Routine observations to meet the science objectives occur during a window of ∼10 days duration centered on perihelion when the spacecraft is within 0.25 AU of the Sun (see Table 6). The standard image capture method takes short exposures (<20 seconds) and sums up to ‘N’ individual exposures to achieve the required integration time using on-board processing for image summing and “cosmic ray” scrubbing techniques that were developed and used on SECCHI/HI. The instrument is operated primarily in a synoptic observing mode, and similar observations are conducted each orbit using preplanned schedule blocks uploaded in advance of each encounter. Special observations tailored to specific science objectives are conducted on selected orbits (e.g. close to the minimum perihelion or with favorable geometries of Earth or other missions). Data are stored on the SPP solid state recorder (SSR) for transmission to the ground. A subset of the SSR data is transmitted at higher priority to facilitate planning for the next orbit.
Table 7 shows an observing program that is designed to fulfill the mission requirements for the final orbit in the nominal mission (Orbit 24).

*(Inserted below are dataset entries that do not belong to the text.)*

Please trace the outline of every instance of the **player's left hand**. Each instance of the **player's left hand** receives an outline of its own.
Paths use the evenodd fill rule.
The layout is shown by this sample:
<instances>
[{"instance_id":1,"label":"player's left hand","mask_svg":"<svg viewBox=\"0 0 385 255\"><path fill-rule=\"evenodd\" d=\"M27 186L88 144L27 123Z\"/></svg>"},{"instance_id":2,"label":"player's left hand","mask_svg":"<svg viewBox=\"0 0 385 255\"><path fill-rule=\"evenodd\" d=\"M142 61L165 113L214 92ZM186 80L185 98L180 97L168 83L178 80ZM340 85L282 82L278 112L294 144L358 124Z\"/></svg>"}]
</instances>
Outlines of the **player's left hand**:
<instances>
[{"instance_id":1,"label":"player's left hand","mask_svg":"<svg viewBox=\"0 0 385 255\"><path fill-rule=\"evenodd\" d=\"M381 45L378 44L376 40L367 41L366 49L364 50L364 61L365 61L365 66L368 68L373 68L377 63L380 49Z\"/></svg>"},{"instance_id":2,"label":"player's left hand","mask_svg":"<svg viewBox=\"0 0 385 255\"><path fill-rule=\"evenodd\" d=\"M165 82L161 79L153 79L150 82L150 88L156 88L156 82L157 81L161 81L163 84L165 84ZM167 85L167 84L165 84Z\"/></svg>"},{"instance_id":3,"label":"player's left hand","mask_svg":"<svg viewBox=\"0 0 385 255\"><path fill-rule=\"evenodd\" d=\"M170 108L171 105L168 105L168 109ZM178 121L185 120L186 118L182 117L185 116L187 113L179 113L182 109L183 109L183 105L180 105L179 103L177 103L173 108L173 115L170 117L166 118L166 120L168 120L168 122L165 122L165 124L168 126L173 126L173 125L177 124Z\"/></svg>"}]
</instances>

Many of the baseline science measurement requirements (including radial scene coverage, photometric accuracy, image cadence, and science observation days for the orbit and mission) depend on the instrument distance from the Sun. For this reason, the observing program over the solar encounter period is divided into the following four regions based on spacecraft distance from the Sun: Perihelion: <0.07 AU; Inner: 0.07–0.11 AU; Mid: 0.11–0.18 AU; Outer: 0.18–0.25 AU.
WISPR Operational Timelines
|Mission Event||Duration||WISPR Operations|
|Launch and Early
|Launch to first Venus encounter (L + 6 weeks)||Initial power on, IDPU, camera and FSW checkout, door-closed commissioning|
|Approach to First
|First Venus Encounter to First Solar Encounter (L + 6 weeks to L + 3 months)||Checkout/commissioning to prepare for science observations|
|10 days per orbit for 23 orbits (spacecraft to Sun distance <0.5 AU) on inbound segment of orbit||Checkout, detector annealing, and on-orbit calibration to prepare for science observations|
|Solar Encounters||10 days per orbit for 24 orbits (spacecraft to Sun distance <0.25 AU)||Synoptic and tailored science observations|
|68–130 days per orbit for 24 orbits (spacecraft to Sun distance >0.25 AU)||None (data downlinked when spacecraft to Sun distance >0.59 AU)|
The highest cadence, full-FOV and partial-FOV observations are taken over a 36-hour period centered on perihelion. At larger distances from the Sun, the image cadence is reduced to satisfy the Level 1 photometric accuracy requirement. The observing program, including science data, housekeeping data, and CCSDS packet overhead, is constrained to fit within the WISPR data volume allocation of 23 Gbits for each orbit.
Early Operations and Commissioning
During launch and early operations (until the first Venus flyby, ∼6 weeks after launch), WISPR anticipates only door-closed operations, consisting of initial turn-on of camera subsystems, flight software (FSW) checkout and a few calibration lamp images (see table above). The door remains closed during this time and throughout the SWEAP commissioning slew to permit outgassing of the instrument and spacecraft and to maintain survival temperature with minimal heater power. WISPR door-open commissioning operations are conducted in the interval between the first Venus flyby and the first solar encounter 6 weeks duration.